The back-to-back heat waves, coupled with a summer that’s been exceptionally warm and dry overall, are pummeling a region where summer highs usually drift into the 70s or 80s. Intense heat waves and a historic drought in the American West reflect climate change that is making weather more extreme.
The June heat in Oregon, Washington and British Columbia killed hundreds of people and served as a wake-up call of what’s ahead in a warming world. It was virtually impossible without human-caused climate change, a detailed scientific analysis found.
In Oregon, officials say at least 83 people died of heat-related illness, and the hot weather was being investigated as a possible cause in 33 more deaths. Washington state reported more than 100 heat deaths, and officials in British Columbia say hundreds of “sudden and unexpected deaths” were likely due to the soaring temperatures.
The toll exposed huge blind spots in emergency planning in a region unaccustomed to dealing with such high temperatures, said Vivek Shandas, a professor of climate adaptation at Portland State University.
We’ll often hear people say, ‘Who cares if it’s 106 or 108? It gets this hot in Arizona all the time.’ Well, people in Arizona have air conditioning, and here in the Pacific Northwest, a lot of people don’t.
–Meteorologist Tyler Kranz
Most of those who died in Oregon were older, homebound and socially isolated, and many were unable, or unwilling, to get to cooling centers.
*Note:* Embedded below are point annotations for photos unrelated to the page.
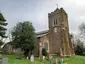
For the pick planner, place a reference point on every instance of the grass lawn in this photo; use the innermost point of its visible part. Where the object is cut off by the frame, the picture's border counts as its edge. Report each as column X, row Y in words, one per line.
column 70, row 60
column 75, row 60
column 12, row 60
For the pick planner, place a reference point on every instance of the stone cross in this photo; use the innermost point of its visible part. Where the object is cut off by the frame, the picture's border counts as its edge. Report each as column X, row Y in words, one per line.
column 32, row 58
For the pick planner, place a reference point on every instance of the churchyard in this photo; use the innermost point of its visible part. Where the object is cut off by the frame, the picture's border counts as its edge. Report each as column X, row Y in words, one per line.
column 69, row 60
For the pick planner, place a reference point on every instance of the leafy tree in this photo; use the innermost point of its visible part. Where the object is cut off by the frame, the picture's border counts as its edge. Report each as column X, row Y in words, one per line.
column 79, row 47
column 24, row 37
column 44, row 52
column 2, row 28
column 82, row 30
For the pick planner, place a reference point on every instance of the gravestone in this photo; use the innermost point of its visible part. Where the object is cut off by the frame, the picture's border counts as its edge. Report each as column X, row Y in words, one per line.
column 5, row 61
column 32, row 58
column 0, row 59
column 51, row 60
column 43, row 57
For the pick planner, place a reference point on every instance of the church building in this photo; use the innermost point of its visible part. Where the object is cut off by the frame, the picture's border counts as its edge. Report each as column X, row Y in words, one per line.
column 57, row 39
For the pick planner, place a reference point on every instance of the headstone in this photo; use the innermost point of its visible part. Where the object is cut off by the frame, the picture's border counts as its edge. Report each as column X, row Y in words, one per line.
column 57, row 61
column 0, row 59
column 43, row 57
column 27, row 57
column 5, row 61
column 32, row 58
column 51, row 61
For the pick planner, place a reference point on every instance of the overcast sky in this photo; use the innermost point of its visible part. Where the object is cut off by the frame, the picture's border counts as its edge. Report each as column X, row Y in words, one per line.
column 37, row 11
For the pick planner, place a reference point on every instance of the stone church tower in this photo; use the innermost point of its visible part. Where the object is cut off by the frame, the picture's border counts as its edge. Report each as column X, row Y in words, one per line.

The call center designed to provide information about cooling centers was unstaffed during part of the peak heat, and hundreds of callers got stuck in a voicemail menu that didn’t include a prompt for heat-related help. Portland’s famed light-rail train also shut down to reduce strain on the power grid, eliminating a transportation option for low-income residents seeking relief.
“We knew a week in advance. What would happen if we knew an earthquake was going to hit us a week in advance?” Shandas said. “That’s the kind of thinking we need to be aligned with.”
Yet even younger residents struggled with the heat in June and dreaded this week’s sweltering temperatures.
Katherine Morgan, 27, has no air conditioning in her third-floor apartment and can’t afford a window unit on the money she makes working at a bookstore and as a hostess at a brewery.
She estimated that it hit 112 F in her apartment in June.
This week, she’ll have to walk to work Thursday, the day when temperatures could again soar just as high.
“All my friends and I knew that climate change was real, but it’s getting really scary because it was gradually getting hot — and it suddenly got really hot, really fast,” Morgan said.